Jack não era o tipo de pessoa que se importa muito com bons modos. Esticou a mão e num golpe apanhou meu maço de cigarros e ficou com a outra mão dedilhando o ar, esperando que eu entregasse o isqueiro.

— Achei que tinha parado de fumar...

— E estou parando...  Enxaqueca. — apontei minha cabeça e entreguei uma caixa de fósforos para ele. Jack torceu o nariz pro meu modo arcaico de acender cigarros. Sempre perdi meus isqueiros.

— Analgésicos? — apontou com os olhos pro copo fervilhando diante de mim.

— E antiácidos.

— Você devia parar de beber também, Foxx. — riu, soltando fumaça para o alto e jogando os pés na cadeira do lado.
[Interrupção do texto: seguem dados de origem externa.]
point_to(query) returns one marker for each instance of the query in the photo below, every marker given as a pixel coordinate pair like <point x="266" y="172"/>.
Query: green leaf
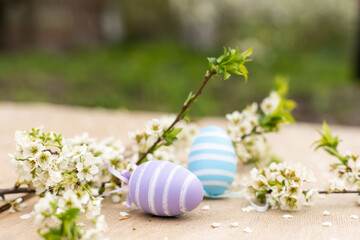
<point x="247" y="52"/>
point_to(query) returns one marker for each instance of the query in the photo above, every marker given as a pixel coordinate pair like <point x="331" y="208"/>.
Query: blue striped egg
<point x="164" y="188"/>
<point x="213" y="160"/>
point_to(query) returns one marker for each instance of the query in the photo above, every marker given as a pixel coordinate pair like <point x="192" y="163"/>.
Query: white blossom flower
<point x="311" y="196"/>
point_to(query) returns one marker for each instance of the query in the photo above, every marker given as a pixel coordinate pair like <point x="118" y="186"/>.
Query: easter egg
<point x="213" y="160"/>
<point x="164" y="188"/>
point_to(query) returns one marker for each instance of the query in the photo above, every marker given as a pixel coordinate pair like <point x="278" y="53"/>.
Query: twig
<point x="185" y="106"/>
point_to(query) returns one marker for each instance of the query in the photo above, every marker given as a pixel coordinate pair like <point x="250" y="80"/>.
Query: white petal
<point x="247" y="230"/>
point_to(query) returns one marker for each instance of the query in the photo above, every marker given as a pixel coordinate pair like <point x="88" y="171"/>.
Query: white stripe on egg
<point x="152" y="187"/>
<point x="183" y="192"/>
<point x="211" y="156"/>
<point x="166" y="190"/>
<point x="215" y="183"/>
<point x="137" y="191"/>
<point x="214" y="172"/>
<point x="205" y="146"/>
<point x="213" y="134"/>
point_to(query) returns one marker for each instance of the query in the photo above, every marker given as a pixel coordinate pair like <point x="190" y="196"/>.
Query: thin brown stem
<point x="185" y="106"/>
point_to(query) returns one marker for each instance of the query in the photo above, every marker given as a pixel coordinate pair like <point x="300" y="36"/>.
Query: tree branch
<point x="185" y="106"/>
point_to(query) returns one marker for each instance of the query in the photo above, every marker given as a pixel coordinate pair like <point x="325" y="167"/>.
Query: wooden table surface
<point x="291" y="144"/>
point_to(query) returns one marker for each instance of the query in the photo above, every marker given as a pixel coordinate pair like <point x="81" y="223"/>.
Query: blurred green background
<point x="148" y="55"/>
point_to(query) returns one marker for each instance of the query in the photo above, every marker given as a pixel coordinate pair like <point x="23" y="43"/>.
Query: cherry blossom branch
<point x="179" y="116"/>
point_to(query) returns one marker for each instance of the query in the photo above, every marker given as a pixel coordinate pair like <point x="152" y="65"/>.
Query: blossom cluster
<point x="64" y="216"/>
<point x="65" y="172"/>
<point x="281" y="186"/>
<point x="346" y="169"/>
<point x="247" y="128"/>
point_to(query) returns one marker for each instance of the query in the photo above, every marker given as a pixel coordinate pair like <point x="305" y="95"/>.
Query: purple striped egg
<point x="164" y="188"/>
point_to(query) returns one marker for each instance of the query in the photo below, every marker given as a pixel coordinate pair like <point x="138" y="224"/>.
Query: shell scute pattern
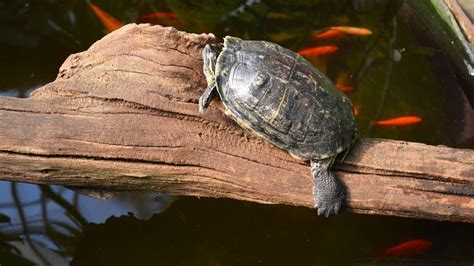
<point x="281" y="97"/>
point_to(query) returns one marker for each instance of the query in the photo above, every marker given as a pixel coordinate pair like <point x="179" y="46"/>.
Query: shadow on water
<point x="396" y="71"/>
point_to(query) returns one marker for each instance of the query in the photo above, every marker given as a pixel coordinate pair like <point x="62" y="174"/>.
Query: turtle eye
<point x="260" y="79"/>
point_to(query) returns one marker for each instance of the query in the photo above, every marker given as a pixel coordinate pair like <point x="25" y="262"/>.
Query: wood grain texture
<point x="123" y="116"/>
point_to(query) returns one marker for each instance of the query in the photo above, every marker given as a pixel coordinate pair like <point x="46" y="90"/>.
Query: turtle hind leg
<point x="328" y="192"/>
<point x="206" y="98"/>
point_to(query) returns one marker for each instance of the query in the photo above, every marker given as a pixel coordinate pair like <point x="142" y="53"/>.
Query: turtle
<point x="281" y="97"/>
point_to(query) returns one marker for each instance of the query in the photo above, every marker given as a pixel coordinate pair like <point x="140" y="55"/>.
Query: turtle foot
<point x="328" y="207"/>
<point x="328" y="192"/>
A garçonete lançou um olhar de esgueiro pra Jack, como se ele se importasse. — E definitivamente parar de fumar. Cara, você está acabado!

— Se continuar me elogiando, vou achar que está afim de mim, Jack. — Apertei a testa com os dedos e ergui o copo borbulhante em um brinde. Não era o tipo de bebida que alguém gostaria de me acompanhar, mesmo estando em uma lanchonete de beira de estrada. Virei de uma vez e era amargo, fazia cócegas na língua. Como alguém poderia gostar de tomar algo assim? — Bléca.

Minha careta arrancou uma risada de Jack e no meio de tanto riso ele ainda encontrou um jeito de se esticar todo e pegar um cardápio da mesa de trás. Passou os olhos pelas folhas, pareceu interessado em alguma coisa em particular e depois ergueu a mão, chamando a garçonete.

— Oi, gracinha. Olha me faz alguns ovos, bacon bem torradinho, pode trazer algumas torradas e um chá bem forte, tá legal?

— Seu amigo vai querer algo? — Não sei de onde ela tirou aquela pergunta, já que eu estava deitado com a cara na mesa, o nariz bem escondido entre meus braços pra ver se conseguia evitar que qualquer raio solar tocasse na minha cara. Como minha cabeça doía!

— Traz um expresso duplo pra ele, sem açúcar. Valeu, gracinha.

Jack ficou em silêncio depois que a garçonete saiu. Pelo jeito ele estava escutando o placar do jogo que ainda passava naquela televisão minúscula pendurada na parede por trás do balcão. Dava pra escutar perfeitamente quando ele crispou a boca com um lance qualquer, xingando baixinho e quase batendo a mão na mesa. Suspirou devagar e baforou a fumaça pra direção da janela aberta antes de voltar a falar comigo.